Corporate profit margins and gross domestic product (GDP) are economic indicators that run in cycles and reveal a great deal about the state of the economy. Since World War II, these two metrics have tracked one another closely. When profit margins peak and then begin to recede, GDP has a tendency, usually around eight quarters later, to do the same. Contraction of the GDP for two or more consecutive quarters officially signals a recession.
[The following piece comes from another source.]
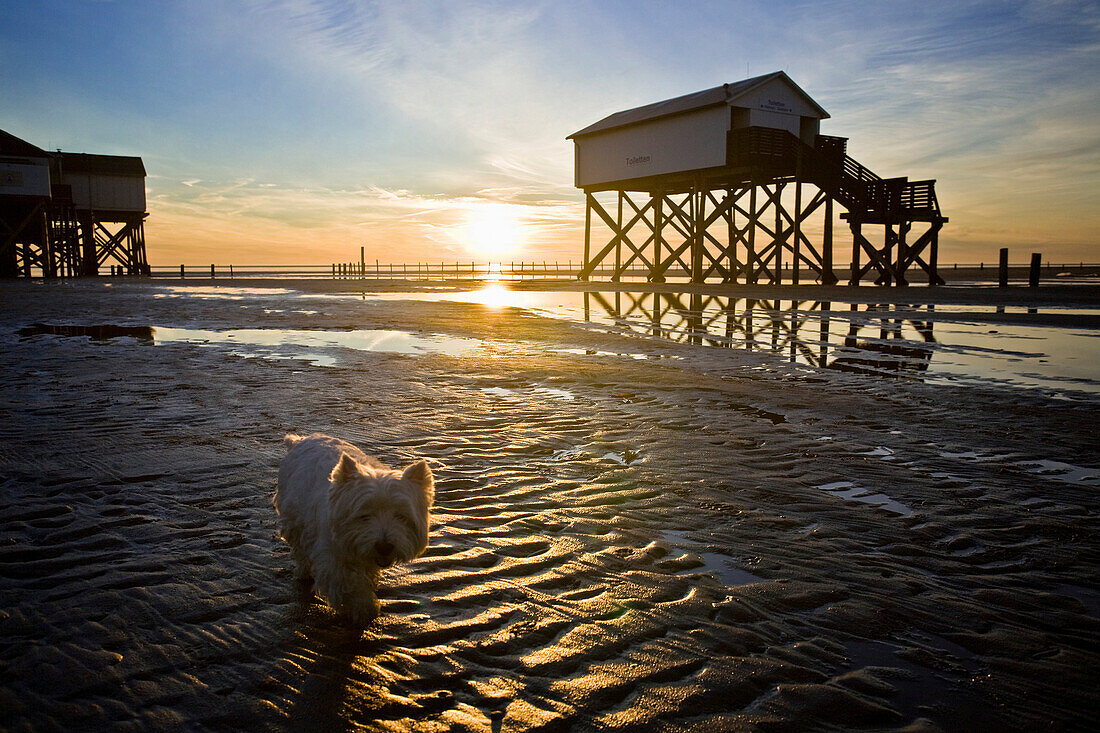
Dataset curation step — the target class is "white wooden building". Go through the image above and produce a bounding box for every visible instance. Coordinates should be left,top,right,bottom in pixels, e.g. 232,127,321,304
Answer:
569,72,828,189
For this reason, economists have long viewed declining corporate margins as a harbinger of recession.

The most recent recession, the infamous Great Recession, which began in December 2007, coincided with the steepest corporate margin drop in recent memory, from 9 down to 2%. Profit margins -- and the economy -- began to recover in 2009, and margins peaked again at nearly 10% during the third quarter of 2014. They began to ebb, however, shortly thereafter, and as of the third quarter of 2015 have fallen by over 7%.
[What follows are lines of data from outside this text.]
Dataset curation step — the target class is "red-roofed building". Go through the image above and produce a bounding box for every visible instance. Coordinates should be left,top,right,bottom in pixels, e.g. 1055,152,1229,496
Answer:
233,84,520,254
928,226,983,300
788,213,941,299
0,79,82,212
With many analysts calling for a recession in 2016, one of the most frequent metrics cited is the steep drop in corporate margins from late 2014. Every time a similar drop occurred in the last several decades, save for once in 1985, a recession followed. What made 1985 a unique circumstance was that it resulted from an oil collapse severe enough to drive the entire average downward; that collapse, however, was mostly localized within the energy industry and managed not to affect the broader economy.

Corporate margin drops signal recessions for a couple of reasons. When the economy is in an expansionary cycle, companies across a broad spectrum of industries tend to achieve healthy margins. The ability to make profits in a healthy economy attracts competition, which, of course, drives prices downward and begins to narrow margins.
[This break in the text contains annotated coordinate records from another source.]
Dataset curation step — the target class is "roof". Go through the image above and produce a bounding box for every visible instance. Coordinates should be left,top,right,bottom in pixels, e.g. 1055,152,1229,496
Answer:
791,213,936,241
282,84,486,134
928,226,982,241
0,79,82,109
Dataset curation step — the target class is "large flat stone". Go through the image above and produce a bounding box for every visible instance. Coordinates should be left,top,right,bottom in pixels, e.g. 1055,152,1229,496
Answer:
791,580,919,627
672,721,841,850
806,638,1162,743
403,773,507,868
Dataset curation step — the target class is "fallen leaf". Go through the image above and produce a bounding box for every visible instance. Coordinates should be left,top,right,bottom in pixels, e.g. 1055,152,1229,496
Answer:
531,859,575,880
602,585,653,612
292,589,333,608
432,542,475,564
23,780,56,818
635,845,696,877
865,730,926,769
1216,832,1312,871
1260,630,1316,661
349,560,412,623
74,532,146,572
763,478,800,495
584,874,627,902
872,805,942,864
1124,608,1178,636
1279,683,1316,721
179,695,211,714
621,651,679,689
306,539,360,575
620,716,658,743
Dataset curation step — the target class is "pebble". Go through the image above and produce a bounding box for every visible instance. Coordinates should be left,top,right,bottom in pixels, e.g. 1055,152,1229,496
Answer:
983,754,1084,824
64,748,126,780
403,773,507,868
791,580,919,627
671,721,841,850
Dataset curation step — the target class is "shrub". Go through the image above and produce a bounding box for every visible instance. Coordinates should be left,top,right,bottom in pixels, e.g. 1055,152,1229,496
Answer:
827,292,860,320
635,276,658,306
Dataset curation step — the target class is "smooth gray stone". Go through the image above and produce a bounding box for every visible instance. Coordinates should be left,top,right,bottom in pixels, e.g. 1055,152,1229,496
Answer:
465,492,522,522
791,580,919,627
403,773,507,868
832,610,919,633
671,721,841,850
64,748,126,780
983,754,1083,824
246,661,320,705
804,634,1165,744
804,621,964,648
Once margins are squeezed to a level that endangers a company's financial position, its management has some tough choices to make. Either the company takes action to increase revenue while keeping costs the same, or, if this is not feasible, it must cut expenses to increase its margin. The first expense companies often target is wages and salaries, which means that when margin concerns present themselves, jobs disappear.

As unemployment ticks up, consumers begin pulling back on discretionary spending, either because their household incomes have been cut due to job loss or because they are hoarding every last dollar in fear of looming job loss. A spending pullback means less sales revenue flows into businesses, which causes the snowball set in motion by contracting margins to accelerate as companies cut expenses further to bring them in line with their dwindling revenues. This is the second reason deteriorating margins often foretell recessions. Frequently, they are the result of diminished revenues, another telltale sign of economic contraction.

This entire process, beginning with competition driving down margins and ending with two consecutive quarters of GDP contraction -- the official definition of recession -- takes some time to materialize, which is why, on average, eight quarters (or two full years) elapse between margins falling and a recession being declared.

What This Means for 2016

Margin losses that have occurred since 2014 have been much more widely distributed than in 1985, meaning the chance of at least some economic slowdown is strong. The jury is still out, however, on whether the United States will officially enter a recession in 2016. As of February 2016, many economic indicators are still reasonably strong, including jobs data and corporate earnings. Moreover, analysts point to a host of blue-chip stocks that still have profit margins above 20%, including Discover Financial Services, Johnson & Johnson and Oracle.

For many reasons, one being declining margins, a rosy economic outlook for 2016 is probably unrealistic. That said, signals are too mixed at this point to get too worked up over the specter of recession.